Economic inequality also referred to as income inequality, refers to the extent to which income, commonly measured by household or individual, is distributed in uneven manner. Social scientists agree that that some level of economic inequality is necessary for any meaningful economic growth (Bardes, Shelly & Schmidt, 2008). However, the implications of the inequality have been felt in many countries, including the United States. This paper explores the various causes of income inequality and some ways that can be used to reduce it in the United States.
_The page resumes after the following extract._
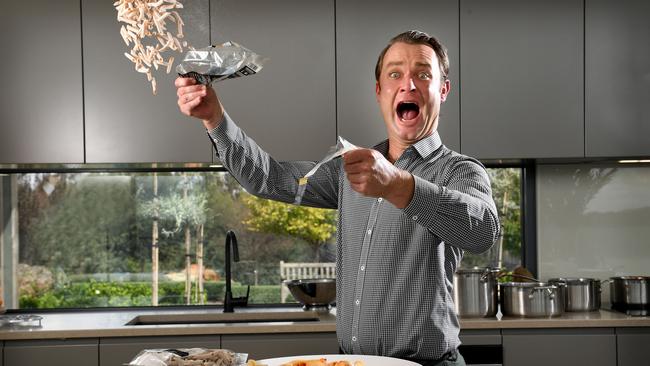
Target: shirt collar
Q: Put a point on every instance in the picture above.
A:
(424, 147)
Among the most commonly cited causes of the income inequality includes various demographic changes such as changes in the relative sizes of various age and ethnic groups, increasing number of skilled college graduates, decline in the number of traditional family set up (Champernowne & Cowell, 1988). Other implicated causes include globalization and technological innovations, income taxes, increasing foreign trade and the dynamism observed in age structure of the society (Bardes et al, 2008).
The changes in age structure of the society contribute a lot to income inequality in the United States. According to Thomas sowell, while commenting on age, he outlined that most Americans grow their income as they advance in age, such that those people in the age brackets of 50 to 60 were several times wealthy than those who were in their 30s.
Some ways of reducing economic inequality includes the redistribution of wealth through taxes and benefits. This ensures that the wealth is moves from the rich to the poor to reduce the gap. This has been successfully done in Sweden. Another way is minimizing the differences in pre- tax payment. This ensures that the pay obtained by individuals or households does not have big differences before taxation (Champernowne & Cowell, 1988). This is a sure way of reducing the income inequality and has been successfully applied in Japan. Other ways includes political will in the United States since inequality is a political issue. This can be achieved through formation of unions and organizations that will champion for such reductions (Bardes et al, 2008).
According to Andersen & Taylor (p.197) Capitalism has divided people in the society into capitalist class, working class, petty bourgeoisie and lumphenploretariat. The capitalist class has the power and means of production while the working class trades their services for money. The petty bourgeoisie lacks means of production but has same mind as the capitalist class. The lumphenploretariat is the lowest person who can be easily used and dumped at will. The increasing polarization between the working class and the capitalist class has actually helped increase the income gap between the poor and the rich based on ideologies that are fostered by the capitalist system.
An ideology refers to belief systems that support the status quo (Andersen & Taylor, 2002, p198). The ruling class advances the ideas that are of interest to them. The capitalist system only work towards the ideas that will bring high returns to them, and this is the main concept that perpetuates income inequality since only the ruling cream benefits from this causing the rest and majority to earn peanuts. However, a system of ruling with better ideologies can see the reduction of the economic inequality. For instance in the United States the republican administration has been seen to enhance the income inequality but the democratic administrations have been observed to reduce significantly the income inequality(Bardes et al, 2008). The two competing administrations differ in ideologies which bring about the differences in the economic inequality.